Analyzing the hand landmarks

In the previous section we did not analyze the actual content of each landmark as we focused on the representation of the landmarks in an image. In this section, we will take a closer look at the results we have obtained. So, the detection code will be the same, but now we will do some analysis on the landmarks. In particular, we are going to identify each hand point of the model and print the normalized and pixel coordinates (x an y in the pixel coordinates case) of each landmark.

We are not going to analyze in detail the z coordinate as, at the time of writing, the documentation is a bit vague, indicating that “the magnitude of z uses roughly the same scale as x” [4]. Nonetheless, the normalized value can be interesting to analyze the hand position as it gives us an ideia about how each point is positioned in relation with the others, in terms of depth.

Looking into the actual code, like before, we start by the module imports and the creation of the Hands object, followed by reading the image and calling the process method to get the landmarks.

import cv2
import mediapipe

drawingModule = mediapipe.solutions.drawing_utils
handsModule = mediapipe.solutions.hands

with handsModule.Hands(static_image_mode=True) as hands:
    image = cv2.imread("C:/Users/N/Desktop/hand.jpg")
    results = hands.process(cv2.cvtColor(image, cv2.COLOR_BGR2RGB))
    
    # Analysis of the landmarks

After this we will obtain the dimensions of the image we have read, so we can convert from normalized x and y coordinates to pixel coordinates. For more details on how to obtain the dimensions of an image represented as a numpy array, please check here.

imageHeight, imageWidth, _ = image.shape

Like before, we are going to iterate through each detected hand, to leave our code ready for a multi-hand scenario.

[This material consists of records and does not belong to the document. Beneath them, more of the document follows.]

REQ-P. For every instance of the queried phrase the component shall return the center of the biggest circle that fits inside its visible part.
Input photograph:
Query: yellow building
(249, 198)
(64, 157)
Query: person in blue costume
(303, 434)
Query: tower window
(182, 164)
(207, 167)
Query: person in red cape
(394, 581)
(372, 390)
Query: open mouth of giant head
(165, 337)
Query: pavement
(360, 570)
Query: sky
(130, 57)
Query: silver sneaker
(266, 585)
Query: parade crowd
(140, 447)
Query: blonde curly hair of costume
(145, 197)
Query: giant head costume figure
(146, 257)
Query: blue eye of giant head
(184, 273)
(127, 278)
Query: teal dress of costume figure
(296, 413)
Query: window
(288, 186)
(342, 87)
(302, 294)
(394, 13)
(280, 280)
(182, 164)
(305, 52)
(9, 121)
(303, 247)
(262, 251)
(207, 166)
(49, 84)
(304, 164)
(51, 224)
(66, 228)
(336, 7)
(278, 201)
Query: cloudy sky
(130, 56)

for handLandmarks in results.multi_hand_landmarks:
    # process each hand list of landmarks

Since each hand is composed by a set of well known points (ex: the wrist, the tip of the thumb, etc…), the hands module has this enumerated value, called HandLandmark, containing the 21 hand landmarks indexes. You can check a visual representation of these landmarks as points here.

When looking into the list of landmarks for a given hand, these indexes are always respected so we know where to look for to find a specific part of the hand (ex: if we know that we have thumbs up and down hand images, we can possibly want to look to the position of the tip of the thumb in comparison to the wrist and identify if it is a thumbs up or down, which explains why it is important to know what each landmark refers to).

So, we are going to iterate through the HandLandmark enumerated value, which will allow us to identify the name of each point before printing its values.

for point in handsModule.HandLandmark:
   # process each landmark

To access the actual list of landmarks of the hand by index, we cannot directly use the handLandmarks variable. We need to access its landmark field instead.

normalizedLandmark = handLandmarks.landmark[point]

Now, that we have access to the normalized landmark (by default, landmarks are returned in their normalized format), we are going to convert it to pixel coordinates with a call to the _normalized_to_pixel_coordinates function from the drawing_utils module. It receives the following inputs:

• Normalized x coordinate;
• Normalized y coordinate;
• Image width;
• Image height.

This function returns as output a tuple with the x and y coordinates of the landmark, in pixels.

pixelCoordinatesLandmark = drawingModule._normalized_to_pixel_coordinates(normalizedLandmark.x, normalizedLandmark.y, imageWidth, imageHeight)

To finalize, we are going to print the name, the pixel coordinates and the normalized coordinates of the landmark.

print(point)
print(pixelCoordinatesLandmark)
print(normalizedLandmark)

The complete code is shown below.

import cv2
import mediapipe

drawingModule = mediapipe.solutions.drawing_utils
handsModule = mediapipe.solutions.hands

with handsModule.Hands(static_image_mode=True) as hands:

    image = cv2.imread("C:/Users/N/Desktop/hand.jpg")
    results = hands.process(cv2.cvtColor(image, cv2.COLOR_BGR2RGB))

    imageHeight, imageWidth, _ = image.shape

    if results.multi_hand_landmarks != None:
        for handLandmarks in results.multi_hand_landmarks:
          for point in handsModule.HandLandmark:

              normalizedLandmark = handLandmarks.landmark[point]
              pixelCoordinatesLandmark = drawingModule._normalized_to_pixel_coordinates(normalizedLandmark.x, normalizedLandmark.y, imageWidth, imageHeight)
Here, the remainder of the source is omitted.